At some point, the consequences of this error will be felt, but catching it will take a lot of time, because the developer's suspicions will fall on a huge number of strange code fragments that were not refactored at one time. It follows from this that various problems and oddities in a particular fragment should be corrected immediately after its writing. In the case when there are reasonable reasons to leave everything as it is, such a fragment should be followed by an explanatory comment. For example, if the code is some kind of a draft for the future.

It is also worth noting that, regardless of the developer's qualifications, some problematic and simply unsuccessful moments can slip away from their eyes. In some cases, once a temporary solution is applied, it will soon become permanent. Subsequently, the analysis of such code (most likely, another developer will be engaged in this) will take an unacceptably much effort.

Code review can be of help in such cases. However, if the task is a complex beast, then this will require a lot of time. In addition, when there are a lot of small errors or shortcomings, then the checking developer may well not notice high-level errors behind them. Code verification becomes a tedious routine, leading to a gradual decrease of the review effectiveness.

Obviously, routine tasks are best to be delegated to a computer. This approach is used in many areas of modernity. Automation of various processes is the key to prosperity. What is automation in terms of this topic?

A reliable assistant in solving the problem of writing reasonable and stable working code is static analysis. Each time before sending the results of their activities to the review, the programmer will be able to conduct an automated check and not burden other developers with unnecessary work. The code will be sent for review only after all analyzer warnings have been taken into account: errors have been fixed, and strange moments have been rewritten or at least explained by a comment.

Of course, the need for code review does not fall away, but static analysis complements and greatly simplifies its implementation. A sufficiently large part of the errors will be fixed thanks to the analyzer, and strange moments will definitely not be forgotten and will be marked accordingly. It follows, that when reviewing the code one will be able to focus on the implementation of complex logical interactions and detecting underlying problems. Alas, they can't be identified by the analyzer so far.

TensorFlow.NET

This article is inspired by the TensorFlow.NET project.

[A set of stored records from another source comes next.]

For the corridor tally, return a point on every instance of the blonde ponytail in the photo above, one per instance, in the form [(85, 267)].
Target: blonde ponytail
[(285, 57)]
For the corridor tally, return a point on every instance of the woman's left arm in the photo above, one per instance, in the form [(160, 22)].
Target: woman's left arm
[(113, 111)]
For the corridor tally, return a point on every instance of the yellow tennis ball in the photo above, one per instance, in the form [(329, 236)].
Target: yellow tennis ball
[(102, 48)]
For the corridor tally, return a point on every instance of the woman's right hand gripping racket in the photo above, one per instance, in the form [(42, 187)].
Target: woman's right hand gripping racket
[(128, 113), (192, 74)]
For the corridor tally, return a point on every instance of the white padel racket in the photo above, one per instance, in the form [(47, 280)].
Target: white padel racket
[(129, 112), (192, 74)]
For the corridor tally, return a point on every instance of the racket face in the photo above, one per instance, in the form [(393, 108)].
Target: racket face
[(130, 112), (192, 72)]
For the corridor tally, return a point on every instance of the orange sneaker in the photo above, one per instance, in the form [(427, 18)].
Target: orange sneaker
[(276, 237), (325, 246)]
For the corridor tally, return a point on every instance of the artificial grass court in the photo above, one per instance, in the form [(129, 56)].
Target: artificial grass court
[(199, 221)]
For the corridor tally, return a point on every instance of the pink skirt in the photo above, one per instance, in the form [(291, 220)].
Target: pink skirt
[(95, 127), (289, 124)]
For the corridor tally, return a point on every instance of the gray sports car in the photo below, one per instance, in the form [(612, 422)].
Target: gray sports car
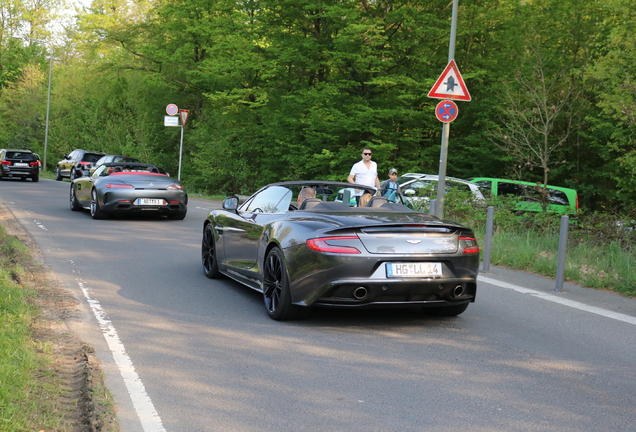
[(301, 246), (128, 187)]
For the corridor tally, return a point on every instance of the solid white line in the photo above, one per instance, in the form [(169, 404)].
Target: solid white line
[(556, 299), (148, 416)]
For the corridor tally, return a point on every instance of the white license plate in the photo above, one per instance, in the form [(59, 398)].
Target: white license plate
[(150, 201), (413, 269)]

It gives the ability to work with the popular TensorFlow machine learning library via the C# code. Speaking of which, we've also checked it. This idea seemed quite interesting, because at the time of this writing, working with the library is available only in terms of Python, Java, and Go.

The source code available on GitHub is constantly being updated and now its size is a bit more than one hundred thousand lines. After a superficial study, I got the incredible urge to check it using static analysis. PVS-Studio was used as a specific tool, which has proved its effectiveness in a fairly large number of different projects.

For TensorFlow.NET, the analyzer issued the following number of warnings: 39 of the High level, 227 — Medium level and 154 — Low level. You can read about warning levels here in the subsection «Warning levels and diagnostic rule sets». A detailed analysis of each of them would make this article endless, so I'm going to describe only the most interesting ones. It is also worth noting that some problems repeat several times in the project. Review of every such fragment is beyond the purpose of this text.

The project sets itself a rather challenging task. Unfortunately, the appearance of various kinds of strange code fragments is inevitable. In this article I will try to show that the use of static analysis can greatly simplify the work of programmers by pointing to areas that may cause questions. A warning does not always indicate an error, it might be the code that would cause someone's questions. Accordingly, the code is more likely to be either rewritten or commented in the right way.

Fragments that attracted attention when studying the analyzer report

In fact, a fairly large number of analyzer warnings for this project can be called not exactly errors but strange code. When looking through the lines of code triggered warnings, I feel at least puzzled. Some of the given examples might be temporary solutions. Despite this, they are not commented. A person working with this code in future will have some questions about it, leading to a waste of time in the search of answers to them.

At the same time, some warnings point to code that is obviously not just weird, but simply wrong. This is the main danger of strange code — it is extremely difficult to notice a real error among strange solutions at every turn. A reader gradually gets used to the fact that the code seems wrong.

Sophisticated collection traverse

private static void _RemoveDefaultAttrs(....)
{
  var producer_op_dict = new Dictionary<string, OpDef>();
  producer_op_list.Op.Select(op =>
  {
    producer_op_dict[op.Name] = op;
    return op;
  }).ToArray();           
  ....
}

Analyzer warning: V3010 The return value of function 'ToArray' is required to be utilized. importer.cs 218

The analyzer considers the call to ToArray suspicious in this place, as the value, returned by this function is not assigned to a variable. However, such code is not an error. This construction is used to fill the producer_op_dict dictionary by values, corresponding to the elements of the producer_op_list.Op list. Calling ToArray is needed so that the function passed as an argument of the Select method is called for all collection elements.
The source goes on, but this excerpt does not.